Your attention is a limited resource and yet everybody is vying for it. Learn how to mindfully take control of where you put yours.
Attention is a rich, yet limited resource. We need to supervise and allocate it wisely. If we don’t, then worry, apps and online platforms will happily use up most of our daily, as well as ongoing, supply. Learning how to take charge of your attention is, therefore, a vital and valuable skill – especially during this time.
So, how do you take charge of your attention? Here are a few suggestions. Start with the one that feels most manageable and doable for you. And, if none of them seem doable, pick one that you can break down into smaller steps and start with just the first step. You can do it!
- At the start of your day take some time to think about how you want to allocate your attention during the day. You can also do this the night before if that works better. NOTE: this is subtly, yet importantly, different than thinking about what you want to get done i.e. I want to keep my attention on the needs of my children, what is happening outside and how my body is feeling versus I need to help Jack with his schoolwork, sweep the front porch and get some exercise. Try it and be curious to see if you note the difference.
- Try to make conscious, deliberate decisions about the focus of your attention throughout the day that are in line with your intentions for the day. Make a regular habit of asking yourself the question – “Is this what I really want to pay attention to right now?” If the answer is no, then practice shifting your attention to something else. Start by shifting attention to something neutral, rather than something you are avoiding. For ex. “I don’t want to pay attention to my worried thinking about the Corona Virus. I’m going to look outside and get really curious about which trees are starting to bud. Then I’ll make a decision about what I want to pay attention to next.”

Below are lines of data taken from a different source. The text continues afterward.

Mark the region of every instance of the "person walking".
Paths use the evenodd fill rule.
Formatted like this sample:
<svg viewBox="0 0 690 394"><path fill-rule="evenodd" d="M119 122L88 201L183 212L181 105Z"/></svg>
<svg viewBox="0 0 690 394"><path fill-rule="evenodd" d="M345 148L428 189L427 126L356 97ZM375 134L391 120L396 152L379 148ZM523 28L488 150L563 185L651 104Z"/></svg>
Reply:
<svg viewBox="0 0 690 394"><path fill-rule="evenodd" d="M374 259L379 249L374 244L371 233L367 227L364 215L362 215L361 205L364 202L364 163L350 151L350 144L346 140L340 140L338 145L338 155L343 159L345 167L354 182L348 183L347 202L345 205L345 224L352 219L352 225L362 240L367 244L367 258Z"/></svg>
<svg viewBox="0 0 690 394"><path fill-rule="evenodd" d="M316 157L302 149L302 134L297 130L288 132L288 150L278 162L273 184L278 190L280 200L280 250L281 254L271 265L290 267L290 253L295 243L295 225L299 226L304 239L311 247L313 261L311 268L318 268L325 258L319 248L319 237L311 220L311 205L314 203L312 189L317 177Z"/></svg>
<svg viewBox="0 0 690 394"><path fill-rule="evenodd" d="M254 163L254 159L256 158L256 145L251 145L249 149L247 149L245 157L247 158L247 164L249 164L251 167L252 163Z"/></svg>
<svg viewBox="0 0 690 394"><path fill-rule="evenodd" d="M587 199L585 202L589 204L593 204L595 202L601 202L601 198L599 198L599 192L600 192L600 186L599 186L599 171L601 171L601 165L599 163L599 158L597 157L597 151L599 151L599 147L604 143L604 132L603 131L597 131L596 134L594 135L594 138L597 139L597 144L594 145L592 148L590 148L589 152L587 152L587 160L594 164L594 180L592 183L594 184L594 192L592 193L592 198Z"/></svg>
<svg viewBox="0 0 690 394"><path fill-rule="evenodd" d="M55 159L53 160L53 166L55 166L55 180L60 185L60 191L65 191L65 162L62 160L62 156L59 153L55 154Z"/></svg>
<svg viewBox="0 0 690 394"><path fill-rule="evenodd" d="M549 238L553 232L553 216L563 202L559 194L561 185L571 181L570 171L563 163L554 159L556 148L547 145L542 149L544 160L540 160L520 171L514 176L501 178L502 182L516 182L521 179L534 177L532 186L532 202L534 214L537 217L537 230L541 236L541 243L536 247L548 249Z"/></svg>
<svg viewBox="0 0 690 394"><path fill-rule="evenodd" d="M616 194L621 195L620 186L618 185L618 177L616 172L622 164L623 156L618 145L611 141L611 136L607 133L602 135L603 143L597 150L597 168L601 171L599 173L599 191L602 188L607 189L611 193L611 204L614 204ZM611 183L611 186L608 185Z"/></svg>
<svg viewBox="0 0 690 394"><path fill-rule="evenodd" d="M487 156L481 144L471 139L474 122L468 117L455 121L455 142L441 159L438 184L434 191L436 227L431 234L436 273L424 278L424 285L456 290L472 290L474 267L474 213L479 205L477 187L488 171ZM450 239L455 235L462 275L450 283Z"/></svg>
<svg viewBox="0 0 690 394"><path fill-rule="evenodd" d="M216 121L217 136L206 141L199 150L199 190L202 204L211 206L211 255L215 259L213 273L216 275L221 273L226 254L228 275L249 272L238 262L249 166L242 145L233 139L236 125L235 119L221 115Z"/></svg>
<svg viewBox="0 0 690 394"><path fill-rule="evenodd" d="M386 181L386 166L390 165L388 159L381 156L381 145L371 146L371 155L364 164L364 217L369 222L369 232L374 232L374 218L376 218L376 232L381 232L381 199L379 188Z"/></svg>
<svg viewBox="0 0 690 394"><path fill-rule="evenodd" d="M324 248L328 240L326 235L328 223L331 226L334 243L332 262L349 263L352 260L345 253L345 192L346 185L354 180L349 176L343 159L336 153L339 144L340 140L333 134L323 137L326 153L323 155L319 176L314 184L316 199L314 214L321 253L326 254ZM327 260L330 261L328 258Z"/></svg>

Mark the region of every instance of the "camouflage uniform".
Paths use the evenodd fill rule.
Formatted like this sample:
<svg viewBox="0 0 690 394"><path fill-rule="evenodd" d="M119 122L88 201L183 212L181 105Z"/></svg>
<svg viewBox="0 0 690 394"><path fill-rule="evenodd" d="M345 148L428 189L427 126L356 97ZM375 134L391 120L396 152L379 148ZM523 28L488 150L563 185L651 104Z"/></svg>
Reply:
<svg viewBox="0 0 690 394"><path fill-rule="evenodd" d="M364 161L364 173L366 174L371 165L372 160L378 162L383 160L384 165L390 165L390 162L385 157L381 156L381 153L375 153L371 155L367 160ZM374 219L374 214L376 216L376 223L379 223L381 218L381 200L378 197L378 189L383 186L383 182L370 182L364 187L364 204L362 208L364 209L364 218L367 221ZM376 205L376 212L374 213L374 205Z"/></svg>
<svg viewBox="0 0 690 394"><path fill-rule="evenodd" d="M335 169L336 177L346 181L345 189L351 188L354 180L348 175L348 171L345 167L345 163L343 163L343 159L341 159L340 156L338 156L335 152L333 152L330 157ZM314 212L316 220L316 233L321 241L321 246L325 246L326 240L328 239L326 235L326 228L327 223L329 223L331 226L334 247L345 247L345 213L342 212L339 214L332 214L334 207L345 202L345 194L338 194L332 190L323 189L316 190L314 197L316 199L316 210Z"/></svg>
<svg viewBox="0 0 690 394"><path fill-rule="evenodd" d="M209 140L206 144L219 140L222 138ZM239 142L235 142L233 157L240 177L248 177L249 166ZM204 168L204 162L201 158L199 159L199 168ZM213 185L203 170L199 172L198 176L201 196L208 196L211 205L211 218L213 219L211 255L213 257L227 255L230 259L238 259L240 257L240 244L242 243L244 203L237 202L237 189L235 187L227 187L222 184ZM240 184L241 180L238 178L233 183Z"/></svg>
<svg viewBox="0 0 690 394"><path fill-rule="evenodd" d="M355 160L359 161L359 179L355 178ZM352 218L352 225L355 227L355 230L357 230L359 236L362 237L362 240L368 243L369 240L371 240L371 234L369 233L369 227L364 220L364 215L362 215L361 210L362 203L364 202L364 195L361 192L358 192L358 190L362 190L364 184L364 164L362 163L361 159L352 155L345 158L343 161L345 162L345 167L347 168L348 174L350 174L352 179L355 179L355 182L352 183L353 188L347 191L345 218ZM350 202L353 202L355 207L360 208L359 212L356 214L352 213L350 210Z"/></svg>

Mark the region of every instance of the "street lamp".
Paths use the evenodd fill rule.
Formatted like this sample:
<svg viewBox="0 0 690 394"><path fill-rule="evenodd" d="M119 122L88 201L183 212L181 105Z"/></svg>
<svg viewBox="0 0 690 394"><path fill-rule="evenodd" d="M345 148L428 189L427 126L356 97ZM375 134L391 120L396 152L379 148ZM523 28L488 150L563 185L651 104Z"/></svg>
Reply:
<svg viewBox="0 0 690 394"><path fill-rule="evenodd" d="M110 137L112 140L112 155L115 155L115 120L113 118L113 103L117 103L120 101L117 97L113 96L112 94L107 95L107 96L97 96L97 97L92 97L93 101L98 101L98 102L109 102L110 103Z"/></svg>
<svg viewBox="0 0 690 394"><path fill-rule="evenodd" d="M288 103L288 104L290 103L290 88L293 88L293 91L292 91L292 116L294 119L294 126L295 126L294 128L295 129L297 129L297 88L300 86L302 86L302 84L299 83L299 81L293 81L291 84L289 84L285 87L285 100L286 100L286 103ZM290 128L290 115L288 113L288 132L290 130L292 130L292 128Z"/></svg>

- Wonder, instead of worry, about how you supervise your attention. What works, what doesn’t? Does a planner work to keep you on track? If so, what kind? Are reminder alarms effective? When do they work or not work? Does working in the presence of somebody else help? How about telling someone else what you plan to do to make yourself accountable? Bringing curiosity, creativity and compassion to your thoughts about how you supervise and allocate your attention will make it easier to create change.
- Practice Mindfulness. The core skill of mindfulness is supervision and allocation of attention.
- Allocate some of your attention every day to the messages your body is sending you. Listen and use the information to guide your decision making about how to use your attention.